Am Freitag wollen die Verantwortlichen Details bekannt geben zur Rückerstattung von bereits gekauften Tickets. Und einen Tipp liefern sie noch mit: «Stellt fürs ultimative Steibi-Feeling ein Planschbecken auf den Balkon, dreht die Boxen auf, spielt unsere Spotify-Playlist 2020 rauf und runter, klickt euch auf unserer Webseite durch die Fotogalerien und die History der vergangenen Festivals.»

2 Kommentare
    John Deere

    Die Absage der Musikfestwochen ist logisch, wurden doch auch Festivals mit echten Headlinern abgesagt, nicht nur mit solchen zweitklassigen, billigen Acts wie sie fuer Winterthur im Hauptprogramm vorgesehen waren.
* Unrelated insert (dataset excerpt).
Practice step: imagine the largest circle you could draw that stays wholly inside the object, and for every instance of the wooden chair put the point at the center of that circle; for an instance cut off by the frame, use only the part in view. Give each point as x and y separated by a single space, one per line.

Man plane jetzt schon fuer naechstes Jahr, aber hoffentlich richtig, mit Hauptacts, welche den Namen Headliner auch verdienen und nicht nur dem Musik-Geschmack der Organisatoren entsprechen. N.B. Headliner zu buchen ist derzeit guenstig, sollte aber schnell gemacht werden und dies mit “wasserdichten Vertraegen” mit happigen Penalties bei Nichterscheinen, was ja in letzter Zeit oefters hier geschehen ist, zum Aerger des zahlenden Publikums. Es gibt viel zu tun, packt es an!